Subject Re: [firebird-support] Bug with character sets
Author Brad Pepers
On 20-May-09, at 1:40 AM, Dimitry Sibiryakov wrote:

>>> This last step would probably require a lot of "knowledge" in
>>> fbclient
>>> of all possible character encodings, which I expect would bloat that
>>> dll
>>> a bit more than anyone would like. Or would it?
>>
>> Or just have a character length field in the data you receive and
>> have
>> the server calculate this using the character set information it must
>> already have so on the client side I just get data I can use without
>> jumping through hoops!
>
> But you won't get the data anyway. I don't think that replacing some
> space characters with zero characters in data buffer will somehow
> help you.
> I can't understand why you are so determined to use CHAR when you
> obviously need VARCHAR. They are different datatypes with different
> purposes. You must not bend one to serve for purposes of other.

All I want to do is store 1 character in a column. It will always be
one character and never 0 so char(1) is a better match than varchar(1)
but I'm also trying to use UTF8 everywhere and this is resulting in
getting back a buffer with a length of 4 for the char(1) which is
messing things up. I could switch to varchar(1) and just avoid using
"char" types at all but I wanted to understand why Firebird is sending
me 4 characters for a char(1) column and what it expects me to do
about it. It seems like the end result is that my client side code
has to be aware of the bytes per character of all the character sets
the Firebird server supports and with this I can make "char" columns
work on the client side. Ugly but workable.

>
>> Actually thinking now I'm not even sure I understand exactly what
>> kind
>> of data I'll get back in different situations.
>
> You will get all character data in character set of connection
> unless
> this character set is NONE.
> If you are connected with character set NONE, you'll get data in
> storage character set.
> In any case field in SQLVAR will indicate this charset.

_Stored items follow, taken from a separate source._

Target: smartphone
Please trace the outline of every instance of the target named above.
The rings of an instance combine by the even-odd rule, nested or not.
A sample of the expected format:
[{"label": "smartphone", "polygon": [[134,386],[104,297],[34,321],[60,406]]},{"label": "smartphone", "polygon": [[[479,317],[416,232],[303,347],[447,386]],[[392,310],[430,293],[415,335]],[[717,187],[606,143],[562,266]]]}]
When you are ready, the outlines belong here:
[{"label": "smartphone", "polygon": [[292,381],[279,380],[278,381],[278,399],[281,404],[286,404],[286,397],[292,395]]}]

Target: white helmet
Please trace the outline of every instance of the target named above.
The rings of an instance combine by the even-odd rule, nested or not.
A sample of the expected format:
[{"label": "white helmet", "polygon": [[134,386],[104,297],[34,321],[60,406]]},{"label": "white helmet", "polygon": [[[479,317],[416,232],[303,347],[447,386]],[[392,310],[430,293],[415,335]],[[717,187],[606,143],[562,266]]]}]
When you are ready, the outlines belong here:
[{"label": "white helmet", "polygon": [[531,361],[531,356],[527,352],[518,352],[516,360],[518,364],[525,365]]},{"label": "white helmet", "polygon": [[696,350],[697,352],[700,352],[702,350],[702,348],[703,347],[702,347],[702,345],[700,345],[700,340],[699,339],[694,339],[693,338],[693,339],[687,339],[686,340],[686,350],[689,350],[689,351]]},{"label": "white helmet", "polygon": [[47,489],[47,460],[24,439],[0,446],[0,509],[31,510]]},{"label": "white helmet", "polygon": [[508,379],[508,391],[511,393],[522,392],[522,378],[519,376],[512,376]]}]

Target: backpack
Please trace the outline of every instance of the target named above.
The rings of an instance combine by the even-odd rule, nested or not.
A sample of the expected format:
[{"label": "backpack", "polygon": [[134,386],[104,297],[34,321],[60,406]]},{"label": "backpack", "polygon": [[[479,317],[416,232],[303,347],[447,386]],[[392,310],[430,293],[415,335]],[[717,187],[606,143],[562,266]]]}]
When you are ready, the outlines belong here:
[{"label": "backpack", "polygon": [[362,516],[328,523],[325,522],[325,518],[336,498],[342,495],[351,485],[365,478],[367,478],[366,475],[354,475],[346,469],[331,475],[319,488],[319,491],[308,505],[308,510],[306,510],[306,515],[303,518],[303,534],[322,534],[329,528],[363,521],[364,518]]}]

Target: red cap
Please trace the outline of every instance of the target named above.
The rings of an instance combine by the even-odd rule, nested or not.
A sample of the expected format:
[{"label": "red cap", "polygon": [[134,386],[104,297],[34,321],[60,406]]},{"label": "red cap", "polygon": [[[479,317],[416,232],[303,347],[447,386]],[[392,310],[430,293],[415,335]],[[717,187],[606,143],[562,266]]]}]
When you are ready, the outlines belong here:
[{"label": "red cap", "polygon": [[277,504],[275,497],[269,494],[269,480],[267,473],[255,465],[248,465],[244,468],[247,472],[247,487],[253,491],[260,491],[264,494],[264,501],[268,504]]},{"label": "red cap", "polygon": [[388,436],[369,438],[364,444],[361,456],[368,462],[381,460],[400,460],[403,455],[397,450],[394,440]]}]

Well that is good to hear! At least if I use UTF8 for the connection
character class I will only have to deal with UTF8 data and never any
other character sets. As a matter of fact if I know I'm always using
UTF8 then wouldn't every char result I get back always have a buffer
size of 4 times the character length and I could just use this as a
fact?

>
>> Is there a document on all this that I've failed to find?
>
> Yes - Release Notes. Part "sqlsubtype and Attachment Character Set".

Thanks!

--
Brad